Data Validation: An Introductory Guide
Data validation is a technique used in Data Quality Management to improve a data’s quality by restricting the range of values in a data field to an acceptable set of values that may be entered. Data validation and data standardization differ. Standardizing data transforms it into a known and reliable format, which then can be used to verify the data content’s validity or truthfulness.
What is data validation?
Data validation is the technique of restricting the possible range of values of a data field in order to eliminate entry errors, inconsistencies, and to build context around a data field.
Validation rules applied during data (such as on electronic forms) entry can instantly determine if input data falls within the acceptable range of values and prevent erroneous values. For instance, when recording addresses, each US state has a standardized official code and abbreviation, which can be adopted as the acceptable range of values for state locations. Any value that falls outside of this range is not accepted, whereas any valid value is accepted as input, regardless if it is accurate. (The state code XY would be rejected, and AZ would be accepted because it is in the range of acceptable state abbreviations.)

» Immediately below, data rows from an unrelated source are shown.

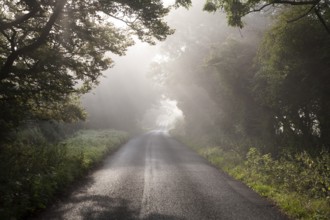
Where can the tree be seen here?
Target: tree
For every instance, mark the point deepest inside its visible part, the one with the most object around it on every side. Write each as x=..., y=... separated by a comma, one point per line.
x=236, y=9
x=293, y=79
x=52, y=51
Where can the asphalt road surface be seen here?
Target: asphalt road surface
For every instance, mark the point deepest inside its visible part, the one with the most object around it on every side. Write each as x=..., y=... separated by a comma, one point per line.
x=155, y=177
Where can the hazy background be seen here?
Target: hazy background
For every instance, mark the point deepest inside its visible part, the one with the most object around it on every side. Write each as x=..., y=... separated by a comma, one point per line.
x=146, y=85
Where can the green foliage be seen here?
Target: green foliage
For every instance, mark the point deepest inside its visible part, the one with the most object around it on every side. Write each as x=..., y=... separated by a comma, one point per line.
x=53, y=51
x=33, y=170
x=236, y=10
x=293, y=80
x=297, y=182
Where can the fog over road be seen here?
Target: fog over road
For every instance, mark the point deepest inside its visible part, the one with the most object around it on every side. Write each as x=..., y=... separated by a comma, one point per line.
x=155, y=177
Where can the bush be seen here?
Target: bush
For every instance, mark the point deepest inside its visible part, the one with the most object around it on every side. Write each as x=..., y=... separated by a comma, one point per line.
x=33, y=170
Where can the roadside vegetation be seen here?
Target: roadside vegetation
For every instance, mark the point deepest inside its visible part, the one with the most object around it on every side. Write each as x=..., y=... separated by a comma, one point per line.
x=34, y=169
x=258, y=106
x=298, y=183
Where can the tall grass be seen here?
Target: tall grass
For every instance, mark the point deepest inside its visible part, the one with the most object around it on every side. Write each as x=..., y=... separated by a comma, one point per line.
x=297, y=182
x=33, y=170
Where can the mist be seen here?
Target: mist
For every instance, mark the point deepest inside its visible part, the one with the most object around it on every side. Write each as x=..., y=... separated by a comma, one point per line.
x=153, y=86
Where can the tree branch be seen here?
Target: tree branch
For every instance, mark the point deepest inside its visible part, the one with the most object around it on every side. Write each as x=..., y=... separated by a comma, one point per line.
x=5, y=70
x=35, y=7
x=319, y=16
x=303, y=15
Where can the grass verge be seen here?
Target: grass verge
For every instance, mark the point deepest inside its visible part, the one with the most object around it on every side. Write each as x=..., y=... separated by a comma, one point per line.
x=34, y=171
x=297, y=183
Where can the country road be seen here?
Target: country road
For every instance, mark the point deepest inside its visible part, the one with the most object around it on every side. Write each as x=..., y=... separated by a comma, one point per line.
x=155, y=177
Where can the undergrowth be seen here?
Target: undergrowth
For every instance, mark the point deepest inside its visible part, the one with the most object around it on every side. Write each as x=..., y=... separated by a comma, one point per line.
x=297, y=182
x=33, y=170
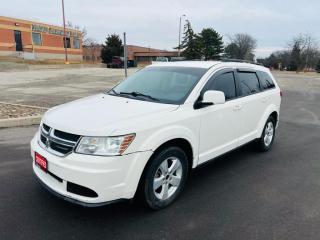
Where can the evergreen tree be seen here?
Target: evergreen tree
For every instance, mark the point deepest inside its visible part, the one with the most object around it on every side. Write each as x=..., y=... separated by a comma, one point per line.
x=295, y=63
x=112, y=47
x=190, y=44
x=211, y=43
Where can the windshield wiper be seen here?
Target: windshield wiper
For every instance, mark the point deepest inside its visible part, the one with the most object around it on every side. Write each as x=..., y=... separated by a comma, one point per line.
x=138, y=94
x=112, y=90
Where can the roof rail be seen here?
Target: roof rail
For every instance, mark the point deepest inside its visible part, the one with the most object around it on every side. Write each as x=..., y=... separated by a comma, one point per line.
x=238, y=60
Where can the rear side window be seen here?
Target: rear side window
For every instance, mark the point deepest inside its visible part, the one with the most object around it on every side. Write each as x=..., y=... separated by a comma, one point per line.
x=224, y=83
x=249, y=83
x=266, y=81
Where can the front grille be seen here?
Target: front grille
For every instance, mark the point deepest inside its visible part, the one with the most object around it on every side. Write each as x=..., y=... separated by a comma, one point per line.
x=56, y=141
x=67, y=136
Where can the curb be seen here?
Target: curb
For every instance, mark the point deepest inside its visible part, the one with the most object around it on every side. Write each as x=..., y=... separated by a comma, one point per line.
x=19, y=122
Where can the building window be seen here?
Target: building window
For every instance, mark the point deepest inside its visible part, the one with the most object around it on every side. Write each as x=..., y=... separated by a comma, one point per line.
x=66, y=42
x=36, y=38
x=76, y=43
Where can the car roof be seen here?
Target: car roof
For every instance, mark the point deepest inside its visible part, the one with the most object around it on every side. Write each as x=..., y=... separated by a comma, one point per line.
x=208, y=64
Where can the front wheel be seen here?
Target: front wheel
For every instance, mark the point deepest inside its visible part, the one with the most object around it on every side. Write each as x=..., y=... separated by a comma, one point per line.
x=266, y=140
x=165, y=177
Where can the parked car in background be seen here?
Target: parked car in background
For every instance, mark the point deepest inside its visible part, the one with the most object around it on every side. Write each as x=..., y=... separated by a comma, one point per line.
x=162, y=59
x=144, y=136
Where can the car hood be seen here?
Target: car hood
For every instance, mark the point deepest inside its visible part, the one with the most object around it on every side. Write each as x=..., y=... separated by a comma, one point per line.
x=101, y=114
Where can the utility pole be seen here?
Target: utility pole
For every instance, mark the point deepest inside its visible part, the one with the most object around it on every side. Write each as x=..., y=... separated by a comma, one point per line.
x=64, y=33
x=179, y=42
x=125, y=55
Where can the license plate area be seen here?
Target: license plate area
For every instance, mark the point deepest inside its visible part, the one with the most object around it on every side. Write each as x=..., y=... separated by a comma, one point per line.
x=41, y=162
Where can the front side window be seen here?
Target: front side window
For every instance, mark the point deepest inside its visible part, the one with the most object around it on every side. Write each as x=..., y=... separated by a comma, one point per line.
x=265, y=81
x=36, y=38
x=160, y=84
x=224, y=83
x=249, y=83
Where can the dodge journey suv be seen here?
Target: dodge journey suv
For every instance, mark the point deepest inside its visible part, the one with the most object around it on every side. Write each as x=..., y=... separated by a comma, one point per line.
x=145, y=135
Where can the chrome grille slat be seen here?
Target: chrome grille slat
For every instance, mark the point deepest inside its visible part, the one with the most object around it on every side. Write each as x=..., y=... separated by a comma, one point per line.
x=57, y=145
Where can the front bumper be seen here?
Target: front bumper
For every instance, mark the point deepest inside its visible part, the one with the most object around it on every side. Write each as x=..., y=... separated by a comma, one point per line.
x=111, y=178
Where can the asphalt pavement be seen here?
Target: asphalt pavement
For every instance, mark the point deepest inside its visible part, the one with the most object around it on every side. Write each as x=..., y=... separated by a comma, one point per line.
x=242, y=195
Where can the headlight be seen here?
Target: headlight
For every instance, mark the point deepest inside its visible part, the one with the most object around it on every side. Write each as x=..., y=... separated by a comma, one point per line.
x=106, y=146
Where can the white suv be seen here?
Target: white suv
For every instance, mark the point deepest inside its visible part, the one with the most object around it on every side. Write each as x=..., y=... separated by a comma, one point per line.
x=144, y=136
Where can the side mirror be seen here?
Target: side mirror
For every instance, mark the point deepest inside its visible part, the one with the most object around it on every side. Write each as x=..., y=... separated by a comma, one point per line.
x=209, y=98
x=214, y=97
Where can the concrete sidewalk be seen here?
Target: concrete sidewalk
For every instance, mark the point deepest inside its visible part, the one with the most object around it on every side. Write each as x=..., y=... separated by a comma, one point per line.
x=14, y=115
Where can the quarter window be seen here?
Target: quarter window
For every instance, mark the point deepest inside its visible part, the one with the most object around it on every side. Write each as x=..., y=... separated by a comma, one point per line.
x=265, y=81
x=36, y=39
x=249, y=83
x=224, y=83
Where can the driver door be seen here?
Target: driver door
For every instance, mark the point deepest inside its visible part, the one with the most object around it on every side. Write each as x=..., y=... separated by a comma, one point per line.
x=220, y=124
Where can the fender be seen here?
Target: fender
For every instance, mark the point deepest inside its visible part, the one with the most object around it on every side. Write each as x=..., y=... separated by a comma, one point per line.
x=271, y=108
x=150, y=144
x=168, y=133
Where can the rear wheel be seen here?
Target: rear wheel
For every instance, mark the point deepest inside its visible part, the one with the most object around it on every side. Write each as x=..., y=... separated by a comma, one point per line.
x=165, y=177
x=266, y=140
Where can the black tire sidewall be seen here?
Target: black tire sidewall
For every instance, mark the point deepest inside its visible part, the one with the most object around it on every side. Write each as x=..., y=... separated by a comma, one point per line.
x=150, y=199
x=262, y=144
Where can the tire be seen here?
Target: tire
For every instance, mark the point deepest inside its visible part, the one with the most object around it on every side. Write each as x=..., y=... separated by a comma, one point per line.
x=268, y=134
x=164, y=178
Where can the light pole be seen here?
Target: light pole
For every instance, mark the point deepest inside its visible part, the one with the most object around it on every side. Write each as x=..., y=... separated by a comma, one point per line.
x=180, y=33
x=125, y=54
x=64, y=33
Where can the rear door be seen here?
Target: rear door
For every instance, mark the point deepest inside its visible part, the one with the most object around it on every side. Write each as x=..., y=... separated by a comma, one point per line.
x=251, y=104
x=219, y=128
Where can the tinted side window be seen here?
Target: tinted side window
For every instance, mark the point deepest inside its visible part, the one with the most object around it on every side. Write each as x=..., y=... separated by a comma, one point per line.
x=249, y=83
x=266, y=81
x=224, y=83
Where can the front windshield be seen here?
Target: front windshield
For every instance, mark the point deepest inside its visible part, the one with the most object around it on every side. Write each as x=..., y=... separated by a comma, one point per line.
x=160, y=84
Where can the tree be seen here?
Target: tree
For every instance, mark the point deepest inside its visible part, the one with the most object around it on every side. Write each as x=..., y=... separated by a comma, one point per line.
x=190, y=45
x=211, y=43
x=241, y=46
x=112, y=47
x=304, y=52
x=92, y=47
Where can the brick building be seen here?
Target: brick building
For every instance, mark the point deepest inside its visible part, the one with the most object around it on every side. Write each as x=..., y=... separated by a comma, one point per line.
x=34, y=40
x=140, y=55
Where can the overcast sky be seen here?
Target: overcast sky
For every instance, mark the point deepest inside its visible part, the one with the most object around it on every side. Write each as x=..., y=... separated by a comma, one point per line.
x=155, y=23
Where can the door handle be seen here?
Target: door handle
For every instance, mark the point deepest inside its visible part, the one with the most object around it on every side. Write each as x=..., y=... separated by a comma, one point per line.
x=237, y=107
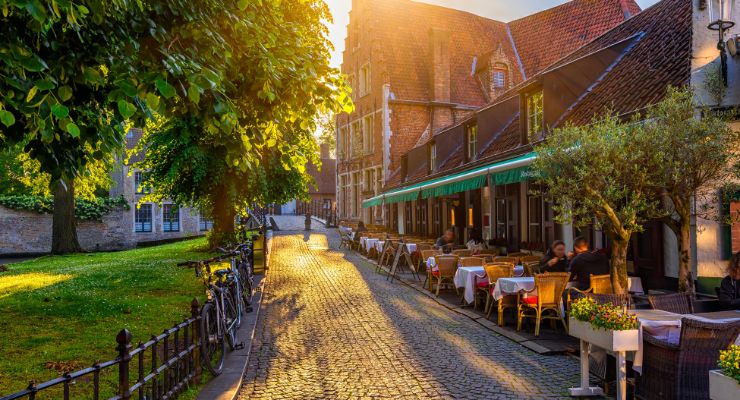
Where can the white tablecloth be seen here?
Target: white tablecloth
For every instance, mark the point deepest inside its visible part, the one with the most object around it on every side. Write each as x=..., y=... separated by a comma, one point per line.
x=508, y=286
x=370, y=243
x=467, y=277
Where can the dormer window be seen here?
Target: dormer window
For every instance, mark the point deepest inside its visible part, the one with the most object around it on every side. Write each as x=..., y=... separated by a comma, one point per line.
x=499, y=78
x=535, y=117
x=471, y=137
x=432, y=156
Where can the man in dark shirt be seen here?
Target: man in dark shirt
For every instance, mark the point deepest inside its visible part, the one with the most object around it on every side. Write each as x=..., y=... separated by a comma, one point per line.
x=447, y=241
x=729, y=288
x=586, y=263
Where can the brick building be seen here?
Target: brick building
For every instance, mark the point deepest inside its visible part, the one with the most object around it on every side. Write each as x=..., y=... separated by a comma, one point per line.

Validation can be carried out further than simply cross-referencing for a valid input. A clever designer will realize that there are certain patterns that can be validated against, such as addresses which can be validated against zip codes. While a simple validation rule can restrict the range of state abbreviation, it can also open up inaccuracies—while an address may be in Hollywood, it is possible that an incorrect state abbreviation, one other than California (CA), may be inputted. By using zip codes, the designer can create a more accurate scope of validation by comparing it to a higher validation standard. That is because the US Postal Service knows which addresses fall within each zip code, an address is valid if it is in the right zip code. In fact many address validation tools and services exist simply to augment client data systems in this capacity.
Valid data is a key principle of Data Quality, and as the address example shows, validation can become a complex undertaking for which many techniques and tools have been developed to make it more manageable.
What are the rules of data validation?
Data validation is implemented to enforce a high level of data consistency within a data set. In achieving this end, general validation techniques are applied with increasing complexity and scope. Common data validation checks include:
- Data Type Validation — A check designed to validate primitive data fields containing values of the appropriate data type.
- Simple Range and Constraint Validation — A check designed to validate that fields are within a range of values, or follow an allowable character pattern, as with regular expression definitions.
- Code and Cross Reference Validation — A check against an external source, such as standards tables, a look-up table, or a directory information services.
- Structure Validation — A check designed for complex structures that take advantage of processing capabilities, such as testing for conditional constraints.
- Consistency Validation — A check to determine internal logic is not violated, such as placing start dates before end dates and not the other way.
As can be inferred, data formatting standards and consistency rules play a key role in setting up data to be successfully validated.
Rules for Consistency
Consistency rules are used to ensure that data adheres to logical considerations. In essence, these are rules to help enforce data integrity. Common examples of consistency include:
- Dates that follow chronological order
- Words that are spelled correctly
- Passwords that follow strong rules
In the first case, a rule could be written that stated the Start_Date field must not exceed the End_Date field. If this happens, the database will throw an error and ask for it to be corrected.
Formats must be standardized to ensure usability and compatibility when integrating data within and across systems. Formats are an arrangement or specification of encoding data for sharing or storage, for example file and data formats like CSV, JSON and XML.
How is data validated?
Data validation is ideally performed by scripts and tools rather than by manual processes which can continuously introduce human errors. The key is automating validation tools that can do the heavy lifting of checking huge volumes of data to ensure data integrity is in fact correct.
Data validation scripts
For those data scientists who are able to code, data validation scripts can prove to be effective and quick techniques to build automated processes to check data. Validation scripts and validation rules go hand in hand. The script contains the validation logic process by which a single condition is applied to a piece of data in evaluation of its validity. The check is binary, true or false. And multiple data checks can be validated: data type check, code check, range check, format check, consistency check, and uniqueness check.
Data validation tools and software
The alternative to developing data validation scripts is to use out-of-the-box tools and software, or cloud data services to validate and manage data. For many businesses without the expertise in data management, cloud services are an ideal choice.
Cloud Data Services come in many varieties, some offer just data management, others allow sophisticated data quality tools. Data management suites typically combine all the features that IT administrators and development & data teams need in their tasks.
Data Validation vs Data Verification
A point of distinction must be made between data validation and data verification. Data validation has been discussed, with the caveat that valid data may still be inaccurate, in that it may not represent the truth. For example, upon entering address data, valid state data includes all fifty states, which means there are potentially 49 state abbreviations that can be used as valid input, but be inaccurate.
After validating data, then verifying data can begin. By verifying data against reality, values can be modified to represent their trueness. A relevant example is to send a text to a newly recorded phone number, if the phone receives it and then the user replies, then the company has discovered it is both a real valid phone number and a verified user.